Les chiffres de l'immobilier gardois analysés par la chambre des notaires
La pierre ne connaît pas la crise ? Selon Me Pierre Devine, notaire à Roquemaure et délégué aux chiffres de l’immobilier au sein de la chambre des notaires du Gard, le marché de l'immobilier gardois a globalement bien résisté aux conséquences économiques de la pandémie. « Jusqu’à mars 2020, le marché gardois se portait très bien, comme en 2019 d’ailleurs », note-t-il. « Durant le confinement, sans surprise, les ventes ont ralenti puis ont connu une reprise tonitruante au printemps 2020. En lissant sur toute l’année 2020, l’année a été relativement équivalente à la précédente », explique-t-il à La Lettre M.

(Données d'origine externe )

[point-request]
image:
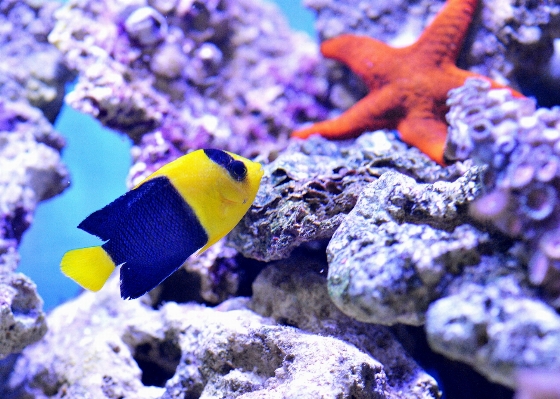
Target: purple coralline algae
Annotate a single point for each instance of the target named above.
(492, 319)
(511, 41)
(30, 171)
(31, 90)
(307, 191)
(190, 74)
(521, 147)
(400, 246)
(32, 69)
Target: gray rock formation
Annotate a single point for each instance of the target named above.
(99, 346)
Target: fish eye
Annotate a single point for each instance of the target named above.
(237, 170)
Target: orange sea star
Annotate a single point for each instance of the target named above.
(407, 86)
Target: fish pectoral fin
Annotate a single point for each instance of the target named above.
(90, 267)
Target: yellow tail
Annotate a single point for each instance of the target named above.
(89, 267)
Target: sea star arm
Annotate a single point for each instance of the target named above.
(362, 54)
(377, 110)
(441, 41)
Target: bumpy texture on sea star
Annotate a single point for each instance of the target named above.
(408, 86)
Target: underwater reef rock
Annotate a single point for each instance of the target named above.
(32, 68)
(22, 321)
(521, 146)
(297, 296)
(31, 90)
(128, 349)
(511, 42)
(495, 322)
(181, 75)
(30, 171)
(307, 191)
(400, 246)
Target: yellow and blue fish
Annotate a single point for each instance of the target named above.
(182, 208)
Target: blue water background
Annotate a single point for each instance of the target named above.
(98, 160)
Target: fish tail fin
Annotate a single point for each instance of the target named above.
(90, 267)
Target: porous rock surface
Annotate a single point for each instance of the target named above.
(190, 74)
(188, 350)
(307, 191)
(32, 82)
(509, 41)
(30, 171)
(520, 145)
(31, 68)
(493, 320)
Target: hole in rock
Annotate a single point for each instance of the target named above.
(180, 287)
(158, 361)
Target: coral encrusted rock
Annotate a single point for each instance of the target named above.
(32, 82)
(492, 320)
(101, 346)
(520, 145)
(307, 191)
(30, 171)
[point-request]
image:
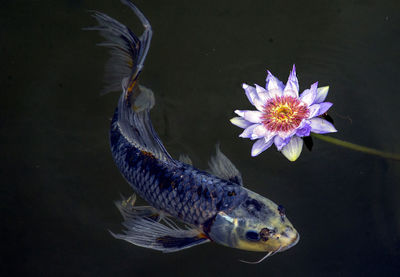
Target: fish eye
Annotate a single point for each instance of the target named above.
(281, 210)
(252, 236)
(265, 233)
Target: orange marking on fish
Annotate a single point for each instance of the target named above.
(147, 154)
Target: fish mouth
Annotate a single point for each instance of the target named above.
(291, 244)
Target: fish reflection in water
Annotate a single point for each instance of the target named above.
(212, 206)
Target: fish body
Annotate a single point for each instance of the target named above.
(188, 206)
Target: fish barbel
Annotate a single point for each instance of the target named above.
(212, 206)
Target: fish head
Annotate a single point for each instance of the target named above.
(257, 224)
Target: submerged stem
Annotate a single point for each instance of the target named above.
(357, 147)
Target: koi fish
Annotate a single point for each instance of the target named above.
(188, 206)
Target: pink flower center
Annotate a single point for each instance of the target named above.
(284, 113)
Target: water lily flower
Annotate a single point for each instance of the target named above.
(283, 116)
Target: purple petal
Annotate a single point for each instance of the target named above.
(292, 85)
(308, 96)
(322, 92)
(324, 107)
(263, 94)
(318, 109)
(250, 92)
(304, 131)
(240, 122)
(292, 150)
(313, 110)
(273, 83)
(321, 126)
(248, 132)
(252, 116)
(260, 146)
(280, 142)
(260, 131)
(260, 89)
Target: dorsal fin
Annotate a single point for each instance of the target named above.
(222, 167)
(135, 124)
(185, 159)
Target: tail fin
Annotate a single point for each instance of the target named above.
(128, 51)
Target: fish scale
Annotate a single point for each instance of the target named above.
(180, 190)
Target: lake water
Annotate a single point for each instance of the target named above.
(60, 182)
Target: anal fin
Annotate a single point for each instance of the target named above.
(147, 227)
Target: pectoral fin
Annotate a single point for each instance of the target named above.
(147, 228)
(222, 167)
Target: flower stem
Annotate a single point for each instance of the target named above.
(357, 147)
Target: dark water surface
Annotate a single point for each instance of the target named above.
(59, 181)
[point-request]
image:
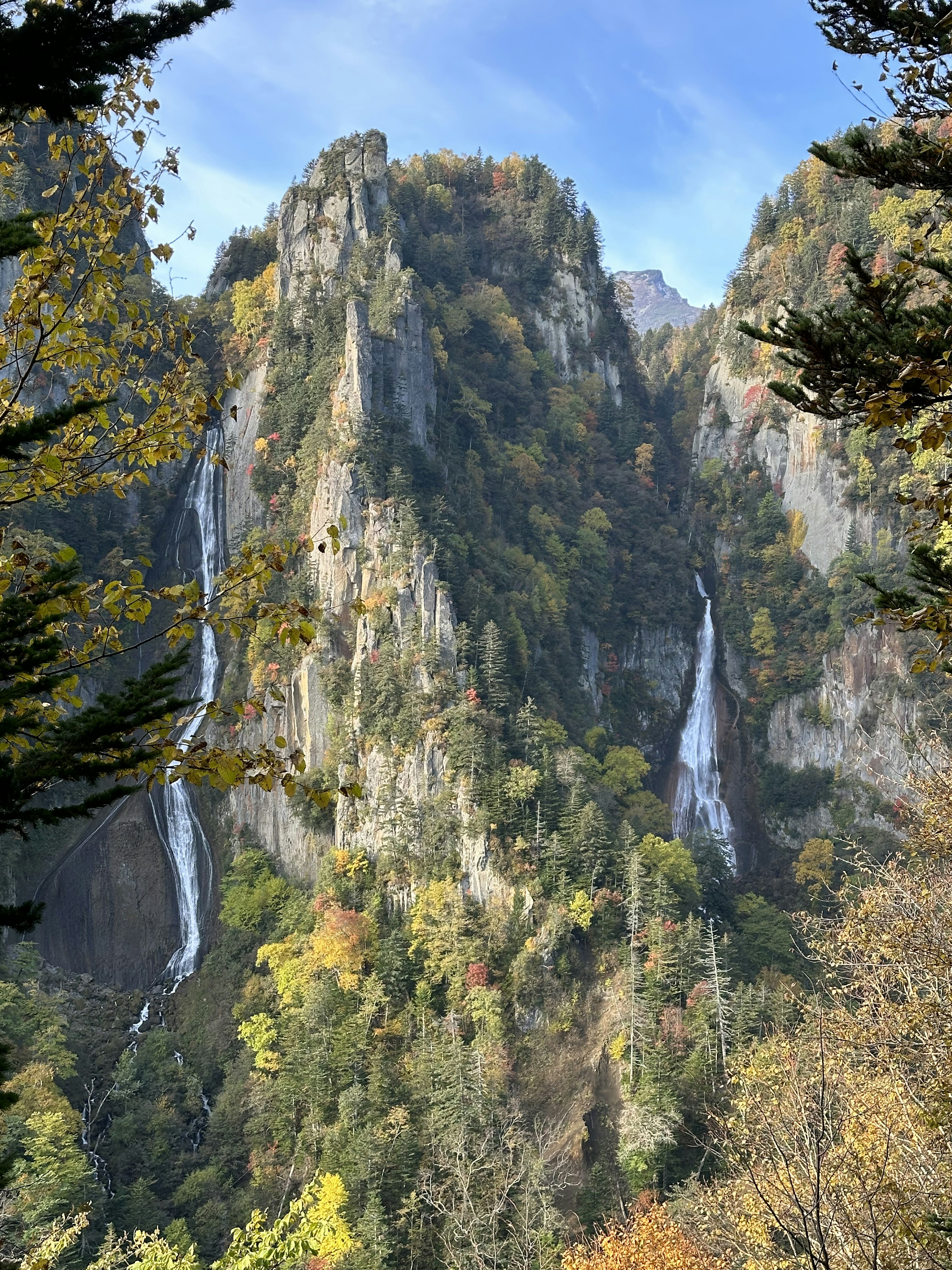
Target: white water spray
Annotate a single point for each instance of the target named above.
(184, 837)
(697, 799)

Hausse des ventes dans l'ancien
Sur la période allant de septembre 2020 à septembre 2021, « le volume des ventes dans le département a grimpé de 12 % dans l’ancien (par rapport à la période septembre 2019/septembre 2020, NDLR), tous biens confondus, et de 18 % pour les appartements anciens », relève le notaire. Et de poursuivre : « Cette hausse assez marquée peut être attribuée à un phénomène de rattrapage après une période d’attentisme. En termes de prix toutefois, l’augmentation est plus mesurée : + 8 à 10 % en moyenne dans l’ancien. Dans le neuf, à Nîmes, le prix du m2 neuf oscille autour de 3 100 €, contre 2 270 € dans l’ancien. Nous n’observons pas de hausse significative des volumes de vente dans le neuf car les programmes immobiliers peinent à sortir de terre. Ils sont ralentis par les recours notamment. » Pas de tendance à la hausse non plus pour les ventes de terrains à bâtir. Ni en volume ni en prix. « En juin 2021, le prix moyen d’un terrain à bâtir dans le Gard était de 77 000 € environ pour une surface de 600 m2. Des chiffres similaires à 2016-2017 », précise Me Devine.
Engouement des citadins
Le Gard tirerait, pour l’instant, mieux son épingle du jeu que l’Hérault. « Les citadins, notamment les Parisiens, en quête d’un jardin, d’une terrasse, après les confinements successifs se sont orientés vers des villes moyennes, voire même petites et l’Hérault, qui compte plus de grandes villes, a moins profité de cette tendance que le Gard. Les citadins ont revendu leur appartement au prix fort et ont pu s’offrir de jolis biens dans le département ». Le notaire redoute toutefois un essoufflement de cette tendance. « Les Parisiens qui doivent toujours travailler un ou deux jours par semaine à Paris et vont se retrouver avec la pelouse à tondre, la maison à entretenir…risquent de déchanter. D’autant plus que les impôts fonciers sont nettement plus élevés dans le Gard qu’à Paris. S’ils viennent à regretter leur décision et à revendre leur maison gardoise, qui pourra les racheter ? », demande-t-il.